Architecture japonaise contemporaine

Un article de Nezumi.

L'architecture contemporaine japonaise se caractérise depuis 1945 par une originalité et une vitalité impressionnante.

Elle sait allier tradition et modernité. Tous les matériaux sont présents, bois, bambou mais aussi béton acier verre. La technique est très présente mais en général, elle sait se faire discréte. Le respect des éléments fondamentaux, l'air, la lumière, l'eau reste présent. Même quand l'espace manque et qu'il faut s'élever très haut dans le ciel, cette montée tente de ne pas être trop brutale.

Comme souvent dans la culture et la société japonaise, l'arrivée des technologies modernes apporta une nouvelle impulsion à l'architecture de l'archipel.

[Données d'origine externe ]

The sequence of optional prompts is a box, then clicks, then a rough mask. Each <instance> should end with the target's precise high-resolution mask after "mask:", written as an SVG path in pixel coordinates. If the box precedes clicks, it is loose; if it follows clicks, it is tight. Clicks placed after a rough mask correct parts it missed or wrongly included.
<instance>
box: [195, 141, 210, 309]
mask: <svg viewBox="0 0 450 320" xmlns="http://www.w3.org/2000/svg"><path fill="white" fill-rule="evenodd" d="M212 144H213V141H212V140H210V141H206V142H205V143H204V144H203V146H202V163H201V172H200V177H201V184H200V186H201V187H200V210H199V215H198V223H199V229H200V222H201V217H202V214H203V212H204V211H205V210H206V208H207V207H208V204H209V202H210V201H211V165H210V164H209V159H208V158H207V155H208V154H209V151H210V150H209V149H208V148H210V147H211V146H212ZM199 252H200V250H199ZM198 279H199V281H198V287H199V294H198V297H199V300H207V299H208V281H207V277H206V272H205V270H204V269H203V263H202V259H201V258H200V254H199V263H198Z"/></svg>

La nécessité de reconstruire le Japon après la Seconde Guerre mondiale donna une forte impulsion à l'architecture japonaise, plaçant ainsi les constructions contemporaines japonaises parmi les plus impressionnantes en terme de technologie et de conception formelle.

Avec l'arrivée des techniques de construction occidentales, des nouveaux matériaux, et l'introduction du modèle Meiji au Japon, de nouvelles structures en béton et en acier furent établies contrastant fortement avec les modèles architecturaux traditionnels. Le Japon joua un rôle moteur dans la conception des gratte-ciel modernes, du fait de sa connaissance parfaite du principe du porte-à-faux qui permet de soutenir de lourdes charges comme les toits lourds des temples. Frank Lloyd Wright fut fortement influencé par les arrangements spatiaux de l'architecture japonaise et sa façon d'interpénétrer les espaces intérieur et extérieur en créant des ouvertures dans les murs à l'aide de portes coulissantes.

Le réaménagement de l'espace urbain rendu nécessaire suite à la dévastation laissée à la fin de la Seconde Guerre mondiale produisit des architectes majeurs tels que Kunio Maekawa et Kenzo Tange. Kunio Maekawa, en tant que disciple de l'architecte mondialement connu, Le Corbusier, engendra des constructions fonctionelles et modernes dans un style totalement international. Kenzo Tange, qui travailla d'abord pour Kunio Maekawa, employa le principe du porte-à-faux dans un système de piliers et de poutres hérités des anciens palais impériaux.

Fumihiko Maki avança de nouvelles idées d'urbanisation avec ses idées basées sur le principe du « cocooning » autour d'un espace intérieur (oku), un concept spatial japonais adapté aux besoins urbains. Il préconisa également l'usage d'espaces ouverts (ma), se reflétant ainsi à l'esthétique japonais hérité des idées bouddhistes.

Plusieurs groupes expérimentaux d'avant-garde, durant les années 80, réexaminèrent les formes géométriques du modernisme en introduisant des concepts métaphysiques, produisant quelques effets surprenants. Par contraste avec les innovations de ces avant-gardistes et leur modernisme à la structure rigide, le minimalisme poétique et expérimental de Tadao Ando incarna le postmodernisme: une approche plus équilibrée et humaniste de l'architecture.

Les architectes japonais furent reconnus comme n'étant pas seulement d'habiles praticiens du modernisme mais aussi comme des enrichisseurs du postmodernisme avec des innovations dans la perception de l'espace, une sensibilité à l'environnement extérieur, une utilisation peu commune des matériaux industriels, et une conscience développée des problèmes écologiques et topographiques.